This is the reason, why I continue to ask my question, and like to know expressions for the way of (a,b) -> (R,G,B) conversion.

>My final suggestion is to build the color frequency IMAGE, which sounds perhaps like what you're >describing.

Thank you, I know this function. Unfortunately, it don't solve my problem.

My question is related to the analysis of a luminescence image. The original task was the following: how many chemical, luminescent active different components it has? Only visual image analysis didn't answer this question. Are they two, three? I supposed that components of different chemical origins will produce localization of corresponding colors into separated groups in RGB or AB space. The Application of such calculation well fit this idea, now I see in my luminescent image definitely only two different components, I can prove this by corresponding spectrum, histogram.

Image Analyst, thanks a lot for your efficient solution.

Valeriy am 2 Jul. 2021

>Where is "here"? Not so clear since we don't see the bridge photo, just a photo of peppers.

Good question. Do you see immediately before the body text of my initial question, near paper clip sign <peppers + AB spectrum.png>? Is it present? If I click on it I see two images, on top - Matlab's peppers, below - its calculated ab spectrum, which I have described.

Later I repeat it in the same way in my comment to your answer, below two images deal with Color Frequency Image, again near paper clip and <peppers + AB spectrum.png>.

I didn't find a way how to insert an image directly into the body text. I try to drag and drop the corresponding file, but the result is exactly the same, if I press the paper clip and point to an image file.

>Not so clear since we don't see the bridge photo, just a photo of peppers.

A bridge is not a photo, but it is part of ab spectrum, with some intensity link between the powerful blue-violet peak of background and peaks of green, red, yellow papers. I'm sorry about this interface issue, which doesn't show you what I mean.

How to insert an image directly into question or comments text? I didn't found how to do this.
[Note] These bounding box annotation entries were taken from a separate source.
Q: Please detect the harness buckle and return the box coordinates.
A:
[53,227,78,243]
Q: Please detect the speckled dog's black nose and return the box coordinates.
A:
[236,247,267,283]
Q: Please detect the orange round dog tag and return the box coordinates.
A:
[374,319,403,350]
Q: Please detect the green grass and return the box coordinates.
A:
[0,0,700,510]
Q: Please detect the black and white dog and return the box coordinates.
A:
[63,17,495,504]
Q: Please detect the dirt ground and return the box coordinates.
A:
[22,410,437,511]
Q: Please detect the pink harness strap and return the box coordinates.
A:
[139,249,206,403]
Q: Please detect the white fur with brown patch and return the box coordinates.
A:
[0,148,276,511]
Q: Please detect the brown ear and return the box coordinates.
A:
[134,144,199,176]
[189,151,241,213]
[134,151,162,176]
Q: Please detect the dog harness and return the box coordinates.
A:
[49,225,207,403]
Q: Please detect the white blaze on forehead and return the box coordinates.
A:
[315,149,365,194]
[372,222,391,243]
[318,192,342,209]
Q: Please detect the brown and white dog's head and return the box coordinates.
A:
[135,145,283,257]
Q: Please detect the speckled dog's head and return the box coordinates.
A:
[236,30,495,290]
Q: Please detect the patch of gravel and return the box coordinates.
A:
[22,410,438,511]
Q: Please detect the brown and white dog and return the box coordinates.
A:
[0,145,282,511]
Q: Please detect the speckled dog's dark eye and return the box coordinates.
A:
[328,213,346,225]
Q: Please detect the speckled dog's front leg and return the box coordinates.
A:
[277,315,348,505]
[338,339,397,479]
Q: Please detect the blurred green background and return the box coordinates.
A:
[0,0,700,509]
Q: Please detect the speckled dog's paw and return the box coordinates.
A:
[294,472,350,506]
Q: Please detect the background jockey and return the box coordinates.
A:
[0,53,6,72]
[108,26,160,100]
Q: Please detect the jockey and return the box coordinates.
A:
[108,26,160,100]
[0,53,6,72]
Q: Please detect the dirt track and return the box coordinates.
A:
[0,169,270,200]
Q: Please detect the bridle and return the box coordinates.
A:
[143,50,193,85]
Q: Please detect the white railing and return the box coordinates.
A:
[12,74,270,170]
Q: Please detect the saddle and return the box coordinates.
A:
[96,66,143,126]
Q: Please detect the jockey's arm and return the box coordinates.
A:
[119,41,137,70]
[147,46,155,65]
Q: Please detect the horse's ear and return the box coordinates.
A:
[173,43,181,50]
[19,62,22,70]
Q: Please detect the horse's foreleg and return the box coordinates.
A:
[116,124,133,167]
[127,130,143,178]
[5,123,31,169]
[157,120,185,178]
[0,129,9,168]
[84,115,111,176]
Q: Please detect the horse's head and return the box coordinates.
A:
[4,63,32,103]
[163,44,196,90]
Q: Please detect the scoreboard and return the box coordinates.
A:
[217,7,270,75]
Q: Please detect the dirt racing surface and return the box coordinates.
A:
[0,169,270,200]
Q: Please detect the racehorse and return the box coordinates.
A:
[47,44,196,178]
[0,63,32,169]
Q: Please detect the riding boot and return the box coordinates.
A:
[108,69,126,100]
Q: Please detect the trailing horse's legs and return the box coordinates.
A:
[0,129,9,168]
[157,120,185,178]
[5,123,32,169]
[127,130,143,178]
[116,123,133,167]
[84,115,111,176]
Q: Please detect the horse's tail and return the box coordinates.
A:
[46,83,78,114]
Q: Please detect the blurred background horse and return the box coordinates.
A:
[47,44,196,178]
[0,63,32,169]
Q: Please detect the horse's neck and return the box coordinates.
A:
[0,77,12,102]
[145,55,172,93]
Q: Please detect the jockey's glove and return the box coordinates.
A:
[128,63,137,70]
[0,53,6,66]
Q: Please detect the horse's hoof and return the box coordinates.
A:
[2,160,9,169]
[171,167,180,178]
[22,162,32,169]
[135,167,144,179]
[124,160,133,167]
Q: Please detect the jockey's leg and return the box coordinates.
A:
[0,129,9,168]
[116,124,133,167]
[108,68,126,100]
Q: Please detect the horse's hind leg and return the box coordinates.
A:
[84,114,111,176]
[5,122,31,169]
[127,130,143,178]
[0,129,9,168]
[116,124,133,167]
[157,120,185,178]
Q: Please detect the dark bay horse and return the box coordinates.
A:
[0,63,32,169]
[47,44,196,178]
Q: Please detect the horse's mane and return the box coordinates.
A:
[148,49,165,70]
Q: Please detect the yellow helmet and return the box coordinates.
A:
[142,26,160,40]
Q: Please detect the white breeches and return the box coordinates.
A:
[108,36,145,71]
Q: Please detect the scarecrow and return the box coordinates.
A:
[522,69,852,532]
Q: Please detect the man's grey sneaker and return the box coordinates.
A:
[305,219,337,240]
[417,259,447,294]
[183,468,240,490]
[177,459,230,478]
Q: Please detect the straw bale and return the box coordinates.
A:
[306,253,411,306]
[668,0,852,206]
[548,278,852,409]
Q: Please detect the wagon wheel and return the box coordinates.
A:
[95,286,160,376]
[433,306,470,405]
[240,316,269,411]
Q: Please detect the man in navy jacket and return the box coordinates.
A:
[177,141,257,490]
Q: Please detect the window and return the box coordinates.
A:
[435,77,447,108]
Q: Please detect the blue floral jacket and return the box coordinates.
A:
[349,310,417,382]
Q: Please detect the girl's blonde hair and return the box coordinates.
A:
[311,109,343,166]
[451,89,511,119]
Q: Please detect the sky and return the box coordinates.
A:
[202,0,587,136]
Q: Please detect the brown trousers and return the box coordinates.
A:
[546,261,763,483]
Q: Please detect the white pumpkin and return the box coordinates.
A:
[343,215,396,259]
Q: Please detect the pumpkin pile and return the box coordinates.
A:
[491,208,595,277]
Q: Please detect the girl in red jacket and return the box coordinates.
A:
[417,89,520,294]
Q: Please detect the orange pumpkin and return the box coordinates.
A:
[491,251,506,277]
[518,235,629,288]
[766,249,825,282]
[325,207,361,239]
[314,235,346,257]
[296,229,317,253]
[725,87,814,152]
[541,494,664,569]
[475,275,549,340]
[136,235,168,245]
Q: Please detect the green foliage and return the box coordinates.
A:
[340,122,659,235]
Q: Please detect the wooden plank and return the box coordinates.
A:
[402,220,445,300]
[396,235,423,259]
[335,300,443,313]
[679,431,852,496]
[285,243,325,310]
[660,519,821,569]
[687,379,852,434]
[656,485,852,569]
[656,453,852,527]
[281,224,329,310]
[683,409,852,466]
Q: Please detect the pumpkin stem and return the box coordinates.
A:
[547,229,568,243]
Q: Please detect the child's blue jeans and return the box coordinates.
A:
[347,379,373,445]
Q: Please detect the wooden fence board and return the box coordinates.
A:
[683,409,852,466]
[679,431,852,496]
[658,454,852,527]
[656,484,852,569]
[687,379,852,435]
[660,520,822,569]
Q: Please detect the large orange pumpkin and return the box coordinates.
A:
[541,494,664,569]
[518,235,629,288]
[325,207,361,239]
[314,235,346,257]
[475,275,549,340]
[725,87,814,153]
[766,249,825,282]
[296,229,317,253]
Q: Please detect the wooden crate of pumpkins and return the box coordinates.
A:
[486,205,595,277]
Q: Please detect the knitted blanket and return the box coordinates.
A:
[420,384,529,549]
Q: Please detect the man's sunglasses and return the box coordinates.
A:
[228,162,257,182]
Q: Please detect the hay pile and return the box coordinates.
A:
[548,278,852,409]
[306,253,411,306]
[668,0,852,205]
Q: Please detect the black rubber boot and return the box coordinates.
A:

>I suggest you look at pricipal components analysis. I attach a demo for getting the PCA of an RGB image. >Each fluorescent material will probably belong to only one of the PCs.

Very interesting idea, thank you very much. I'll definitely try to realize, to check your proposal.

>You might also look at Eigenvector Research's PLS Toolbox, or MCR (multivariate curve resolution)

Interesting, I will try to explore this direction.

>Do you know the theoretical curves of the glowing stuff, or is that an unknown too?

The challenge of this situation is that I know them, but they are very significantly overlapped, so spectral separation is very difficult and questionable. I plan to try to decompose spectra into a sum of Gaussians, using your function Fit Multiple Gaussians. There are small hopes that such kind of analysis can give some useful information.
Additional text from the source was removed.